Notre environnement en mutation et la crise des énergies propres ne sont pas des problématiques que l’on devrait encore présenter comme facilement “réglables”. Cette approche devient de plus en plus hypocrite. » Tout le monde me fixait du regard.

« Que ferions-nous si nous ne tentions pas de régler une situation difficile? Ne pas chercher de solution serait perçu comme de la négligence », a rétorqué Larry.

« Je comprends que, comme entreprise, vous devez faire attention à l’opinion publique et à la perception de ce que vous faites, ai-je poursuivi. Vous êtes probablement confronté à une fausse dichotomie : les gens voient les grandes entreprises comme faisant partie soit de la solution, soit du problème. Mais je pense que vous pourriez voir ma réponse comme un autre de ces niveaux dans un débat complexe qui a besoin de prendre un peu d’air. »

Larry a lentement tendu son café à la personne à sa droite et a joint ses mains. Il m’a regardé, calmement.
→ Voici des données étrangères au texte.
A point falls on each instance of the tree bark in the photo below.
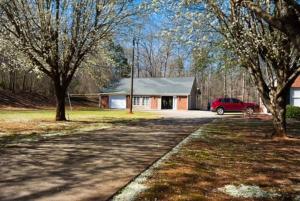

Avec l’index et le pouce de sa main droite, il s’est pincé la peau entre son pouce et son index gauche, comme s’il serrait délicatement quelque chose à cet endroit précis.

Et en un instant, Larry était parti. Sans éclat, sans bruit : il n’était juste… plus là. Nous avons pu entendre sa voix derrière nous alors qu’il se joignait à la conversation d’un autre groupe à cinquante centimètres. « Si vous aviez 50 millions de dollars, à quoi les dépenseriez-vous? Dites-moi ce que nous devrions en faire. »

Google a de toute évidence quelques trucs dingues en réserve. Ceux qui restaient dans le cercle se regardaient les uns les autres, certains moins surpris que d’autres.

Tout ce que j’ai eu la présence d’esprit de dire, c’est : « À qui dois-je m’adresser au sujet de ces 50 millions de dollars? »


  1. Cette question a été entendue par hasard lors d’un événement Sci Foo par l’auteur David Biello. Citée dans David Biello, The Unnatural World: The Race to Remake Civilization in Earth’s Newest Age, New York, Scribner, 2016, p. 152. 

Établi à Chicago, Sean Lally est architecte et professeur associé à l’école d’architecture à la University of Illinois at Chicago. Il anime la baladodiffusion Night White Skies.